The global incidence of sperm DNA breaks was determined with the Comet assay. The protocol used included a previous step for complete chromatin decondensation, which is known to be essential to accurately evaluate DNA fragmentation in pig sperm [58]. First, samples were diluted to 5 × 105 sperm/mL in PBS and mixed 1:2 (v:v) with prewarmed (37 °C) low melting point (LMP) agarose, achieving a final agarose concentration of 0.66% (w:v). Then, 6.5 µL of the mixture was placed onto an agarose-treated slide, which contained a layer of 1% LMP agarose (Thermo Fisher Scientific; Waltham, MA, USA); the drop was covered with an 8-mm diameter round coverslip.

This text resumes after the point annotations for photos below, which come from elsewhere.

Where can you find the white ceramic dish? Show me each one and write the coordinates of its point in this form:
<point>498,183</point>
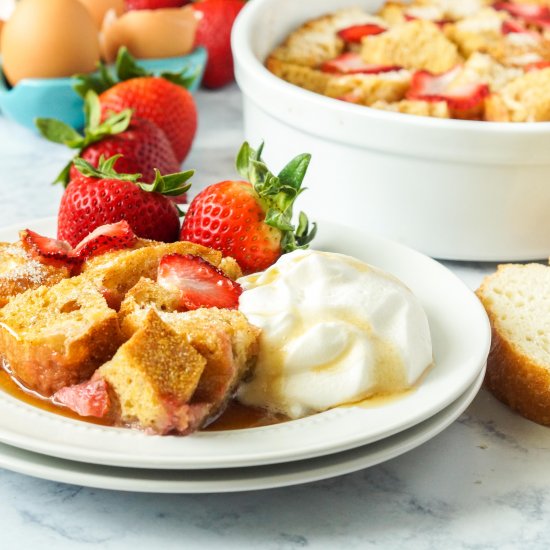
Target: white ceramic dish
<point>453,189</point>
<point>460,334</point>
<point>234,479</point>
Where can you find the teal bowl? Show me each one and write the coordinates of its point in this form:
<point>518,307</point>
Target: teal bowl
<point>55,98</point>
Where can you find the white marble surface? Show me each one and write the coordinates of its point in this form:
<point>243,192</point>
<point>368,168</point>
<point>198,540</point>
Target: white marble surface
<point>482,483</point>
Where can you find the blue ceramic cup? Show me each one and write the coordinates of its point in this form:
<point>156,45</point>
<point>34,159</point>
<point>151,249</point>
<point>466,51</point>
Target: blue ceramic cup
<point>55,98</point>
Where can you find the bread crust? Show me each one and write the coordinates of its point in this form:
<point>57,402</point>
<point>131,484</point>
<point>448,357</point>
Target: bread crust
<point>518,381</point>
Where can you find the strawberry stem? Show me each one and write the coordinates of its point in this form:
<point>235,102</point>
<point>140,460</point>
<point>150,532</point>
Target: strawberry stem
<point>171,185</point>
<point>278,194</point>
<point>126,68</point>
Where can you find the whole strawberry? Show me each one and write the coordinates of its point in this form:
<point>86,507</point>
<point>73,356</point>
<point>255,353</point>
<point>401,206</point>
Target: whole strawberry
<point>154,4</point>
<point>142,144</point>
<point>163,100</point>
<point>216,19</point>
<point>101,196</point>
<point>251,220</point>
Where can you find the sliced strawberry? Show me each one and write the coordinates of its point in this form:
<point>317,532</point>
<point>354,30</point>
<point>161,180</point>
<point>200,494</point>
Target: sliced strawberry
<point>45,249</point>
<point>105,238</point>
<point>199,283</point>
<point>426,86</point>
<point>533,14</point>
<point>352,63</point>
<point>355,33</point>
<point>536,66</point>
<point>91,398</point>
<point>512,26</point>
<point>439,22</point>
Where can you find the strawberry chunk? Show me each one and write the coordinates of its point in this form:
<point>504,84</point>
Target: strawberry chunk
<point>533,14</point>
<point>199,283</point>
<point>91,398</point>
<point>105,238</point>
<point>352,63</point>
<point>45,249</point>
<point>426,86</point>
<point>355,33</point>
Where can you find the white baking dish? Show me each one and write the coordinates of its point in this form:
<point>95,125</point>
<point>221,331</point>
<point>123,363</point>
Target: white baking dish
<point>453,189</point>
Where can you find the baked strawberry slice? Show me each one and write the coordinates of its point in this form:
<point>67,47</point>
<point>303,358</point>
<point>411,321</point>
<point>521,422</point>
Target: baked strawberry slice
<point>352,63</point>
<point>91,398</point>
<point>105,238</point>
<point>355,33</point>
<point>512,26</point>
<point>46,250</point>
<point>199,283</point>
<point>426,86</point>
<point>536,66</point>
<point>533,14</point>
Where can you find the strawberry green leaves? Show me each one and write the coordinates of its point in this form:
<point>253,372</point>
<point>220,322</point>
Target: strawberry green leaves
<point>125,68</point>
<point>278,194</point>
<point>94,130</point>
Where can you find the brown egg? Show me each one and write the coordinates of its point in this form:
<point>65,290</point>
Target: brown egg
<point>49,38</point>
<point>149,33</point>
<point>98,9</point>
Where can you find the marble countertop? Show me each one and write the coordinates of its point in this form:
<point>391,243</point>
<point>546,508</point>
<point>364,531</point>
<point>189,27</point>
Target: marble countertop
<point>482,483</point>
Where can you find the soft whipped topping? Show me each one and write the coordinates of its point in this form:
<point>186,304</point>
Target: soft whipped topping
<point>334,330</point>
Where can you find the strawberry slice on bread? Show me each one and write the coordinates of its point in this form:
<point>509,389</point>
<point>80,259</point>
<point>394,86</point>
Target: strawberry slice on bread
<point>352,63</point>
<point>461,99</point>
<point>198,283</point>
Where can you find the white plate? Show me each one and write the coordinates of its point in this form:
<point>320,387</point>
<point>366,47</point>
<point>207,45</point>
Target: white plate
<point>461,338</point>
<point>234,479</point>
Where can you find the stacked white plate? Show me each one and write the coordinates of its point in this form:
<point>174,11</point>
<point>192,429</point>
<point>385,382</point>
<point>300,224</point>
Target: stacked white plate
<point>331,443</point>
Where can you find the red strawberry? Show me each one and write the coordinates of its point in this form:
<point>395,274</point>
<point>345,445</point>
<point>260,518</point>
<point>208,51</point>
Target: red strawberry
<point>461,99</point>
<point>91,398</point>
<point>355,33</point>
<point>352,63</point>
<point>143,145</point>
<point>170,106</point>
<point>106,197</point>
<point>199,283</point>
<point>252,222</point>
<point>216,19</point>
<point>113,236</point>
<point>533,14</point>
<point>154,4</point>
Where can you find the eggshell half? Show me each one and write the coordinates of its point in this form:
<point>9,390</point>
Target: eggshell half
<point>149,34</point>
<point>52,38</point>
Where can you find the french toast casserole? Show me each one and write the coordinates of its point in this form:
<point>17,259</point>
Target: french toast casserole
<point>106,339</point>
<point>462,59</point>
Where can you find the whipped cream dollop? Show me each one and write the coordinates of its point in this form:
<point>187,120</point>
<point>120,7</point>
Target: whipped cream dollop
<point>334,330</point>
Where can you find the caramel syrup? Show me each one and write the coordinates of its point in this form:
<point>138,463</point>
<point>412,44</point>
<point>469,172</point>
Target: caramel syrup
<point>235,417</point>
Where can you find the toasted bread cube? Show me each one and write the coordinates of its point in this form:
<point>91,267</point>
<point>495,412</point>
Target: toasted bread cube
<point>223,337</point>
<point>308,78</point>
<point>51,337</point>
<point>438,109</point>
<point>525,99</point>
<point>317,41</point>
<point>116,272</point>
<point>152,378</point>
<point>20,272</point>
<point>413,45</point>
<point>369,88</point>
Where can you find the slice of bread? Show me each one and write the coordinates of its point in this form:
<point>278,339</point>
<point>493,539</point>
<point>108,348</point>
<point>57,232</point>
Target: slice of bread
<point>517,300</point>
<point>52,337</point>
<point>153,377</point>
<point>20,272</point>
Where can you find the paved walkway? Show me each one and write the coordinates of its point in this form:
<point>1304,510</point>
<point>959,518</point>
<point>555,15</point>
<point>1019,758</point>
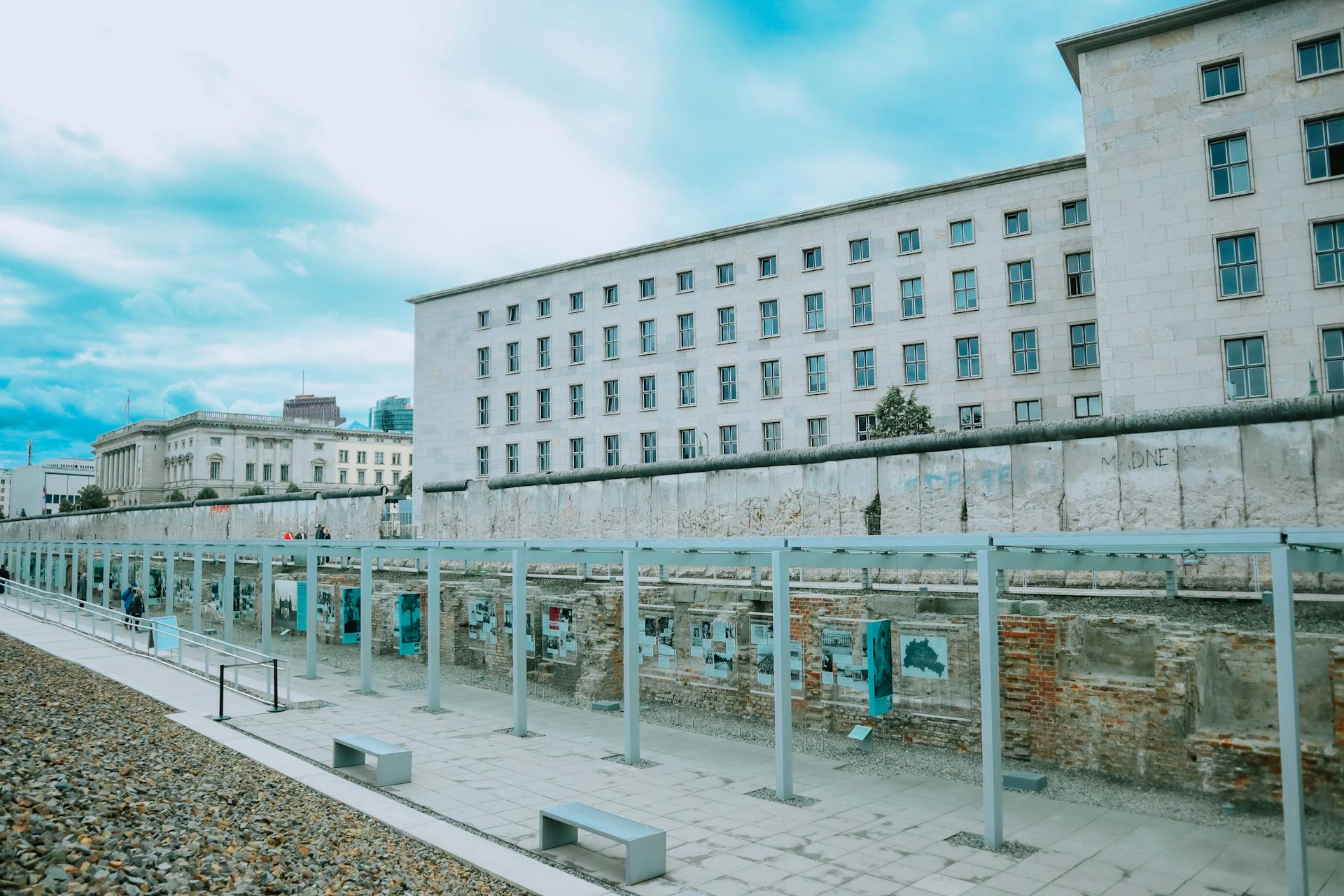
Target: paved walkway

After allowing the agarose-sample mixture to solidify for 5 min on the top of a metal cold plate at 4 °C, the coverslip was gently removed. Subsequently, the slide was incubated in three lysis solutions: (1) 0.8 M Tris–HCl, 0.8 M DTT and 1% SDS (pH = 7.5) for 30 min; (2) 0.8 M Tris–HCl, 0.8 M DTT and 1% SDS (pH = 7.5) for 30 min; and (3) 0.4 M Tris–HCl, 0.4 M DTT, 50 mM EDTA, 2 M NaCl, 1% Tween20 and 100 µg/mL Proteinase K (pH = 7.5) for 180 min. Then, DNA was denatured through incubation in an alkaline solution (0.03 M NaOH, 1 M NaCl, pH = 13) at 4 °C for 5 min. Slides were electrophoresed at 1 V/cm for 4 min in an alkaline buffer (0.03 M NaOH, pH = 13). After electrophoresis, samples were incubated in a neutralization solution (0.4 M Tris–HCl, pH = 7.5) for 5 min, and slides were subsequently dehydrated in an increasing ethanol series (70%, 90% and 100% ethanol; 2 min per step). Samples were dried in horizontal position and stored until staining and analysis. For staining, slides were submerged into a solution containing 5 µL of 1 × SYTOX Orange (Invitrogen; Waltham, MA, USA) in 50 mL of distilled water for 15 min.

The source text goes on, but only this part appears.